Here’s a good example – I recently completely removed a collectible resource from my game – water was identical in every way (turned into biowaste by people, replenished by food synthesisers) – so there was literally no point to having it. Was that the right thing to do? Would it have been better if water acted differently – if it was turned into sewage that had to be treated separately? What if there was a slight drain so the player was always under some pressure to get more? I have theories about how these alternatives would play out, but I chose what I thought to be the best option. I will literally never know if that was the right choice. At least with engine design I could quantify my options – one method uses X more texture lookups but needs Y% less CPU cycles for example.

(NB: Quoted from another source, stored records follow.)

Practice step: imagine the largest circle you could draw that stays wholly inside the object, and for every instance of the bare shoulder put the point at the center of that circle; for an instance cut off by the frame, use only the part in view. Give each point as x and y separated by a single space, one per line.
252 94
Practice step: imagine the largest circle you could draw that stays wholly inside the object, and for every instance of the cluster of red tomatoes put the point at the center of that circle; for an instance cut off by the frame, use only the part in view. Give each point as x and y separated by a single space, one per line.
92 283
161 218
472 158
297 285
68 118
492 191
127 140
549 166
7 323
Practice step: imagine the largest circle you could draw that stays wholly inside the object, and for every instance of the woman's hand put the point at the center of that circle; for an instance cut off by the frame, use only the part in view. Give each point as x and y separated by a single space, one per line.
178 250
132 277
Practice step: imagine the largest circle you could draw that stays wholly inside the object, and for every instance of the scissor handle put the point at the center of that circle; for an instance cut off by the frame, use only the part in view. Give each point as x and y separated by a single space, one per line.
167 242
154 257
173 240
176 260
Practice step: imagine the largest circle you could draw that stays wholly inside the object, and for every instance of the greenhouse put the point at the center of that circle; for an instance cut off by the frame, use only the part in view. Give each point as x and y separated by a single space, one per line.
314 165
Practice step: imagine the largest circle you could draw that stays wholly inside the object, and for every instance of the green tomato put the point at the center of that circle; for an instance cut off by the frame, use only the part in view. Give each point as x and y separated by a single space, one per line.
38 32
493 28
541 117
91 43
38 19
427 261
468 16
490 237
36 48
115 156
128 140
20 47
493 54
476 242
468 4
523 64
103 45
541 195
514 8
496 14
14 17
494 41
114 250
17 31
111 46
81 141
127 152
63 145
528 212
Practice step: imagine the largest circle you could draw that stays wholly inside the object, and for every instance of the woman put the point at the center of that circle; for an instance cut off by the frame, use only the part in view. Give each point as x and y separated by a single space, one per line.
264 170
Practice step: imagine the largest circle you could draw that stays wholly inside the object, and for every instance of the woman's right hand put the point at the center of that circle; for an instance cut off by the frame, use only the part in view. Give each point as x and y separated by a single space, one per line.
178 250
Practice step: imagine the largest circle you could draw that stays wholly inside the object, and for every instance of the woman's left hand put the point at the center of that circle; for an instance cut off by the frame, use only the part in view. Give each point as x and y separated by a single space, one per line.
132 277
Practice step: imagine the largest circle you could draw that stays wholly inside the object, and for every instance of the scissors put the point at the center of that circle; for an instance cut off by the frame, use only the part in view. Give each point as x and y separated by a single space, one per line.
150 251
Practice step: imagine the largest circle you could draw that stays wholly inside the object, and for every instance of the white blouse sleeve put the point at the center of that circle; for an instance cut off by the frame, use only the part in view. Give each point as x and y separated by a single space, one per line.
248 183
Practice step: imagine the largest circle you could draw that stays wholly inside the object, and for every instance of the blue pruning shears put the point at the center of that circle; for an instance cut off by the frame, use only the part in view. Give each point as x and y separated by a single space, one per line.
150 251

The answer is probably in making smaller games, or even game jams, as an exercise in understanding game design and development. I find these super hard to work on though, particularly as I just can’t art so I feel that everything I make looks shitty, which evolves into thinking the game itself is shitty. I probably need to just get on with it and stop complaining!

I guess I’m just scared because whilst this is new territory, I’ve been on the sidelines looking in for the last decade and I think that I should know exactly how it all works. Or maybe I just know enough about game design now to also know how bad at it I am? The really scary part is that I’ve defined myself as a game programmer for a couple years, I can’t imagine what I’d think of myself if I sucked at it.